I have stronger words, but since I’m down this path of self improvement, watching my potty mouth seems like a good thing to add in…. and my 3 year old repeated me yesterday when I exclaimed “What the cr*p and sh*t!” #MomFail 🤦🏼♀️ …. In my defense, in one of my newly organized drawers of art supplies, I found a pocket knife and some 550 cord that clearly my husband had stuffed in the drawer. With the kid’s art supplies! Why??? … Clearly my use of foul language was justified. Still, I don’t want to get a call from preschool because my kid is that kid in class shouting obscenities!
Back to the point… I didn’t do great yesterday. I could have done a lot worse, but I’m pretty unhappy with myself. I tried to keep track of everything, and I drank my water. I just ate a lot of things that I really didn’t plan to and I felt out of control. Amazingly though, I only went over my calories by 209… as long as I didn’t forget to log something? I just wish I felt in control and made better choices.

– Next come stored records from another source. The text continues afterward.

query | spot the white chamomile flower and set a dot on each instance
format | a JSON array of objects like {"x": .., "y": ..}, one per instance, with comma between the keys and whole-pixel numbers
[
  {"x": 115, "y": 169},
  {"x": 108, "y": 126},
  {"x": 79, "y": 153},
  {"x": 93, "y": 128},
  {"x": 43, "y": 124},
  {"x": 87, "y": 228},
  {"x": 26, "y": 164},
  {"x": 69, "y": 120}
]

I tried to give myself permission to eat whatever I want all weekend with the whole “Well, I’ve messed up… I’ll just start over on Monday” mentality. But then I saw a Cat & Nat clip on Facebook and they were trying to chat with Rachel Hollis (Girl, Wash Your Face), which reminded me that I saw she has a podcast, so I went looking for her podcast and the one that I came across first was an excerpt from her book about the lies we tell ourselves about starting tomorrow. It was exactly what I needed to remind me that there’s no time like the present.
One little win that I almost forgot about: I did some lunges and squats! My middle-little, (same 3 year old parroting curse words), turned me into a dinosaur with her magical wand. I started chasing her with my tiny T-Rex arms and walking funny while roaring after her. It just popped in my head to chase her while doing walking lunges- still with the teeny little arms. She thought I was hilarious and I got a mini workout!
It’s Sunday and a whole new day. I got this!!!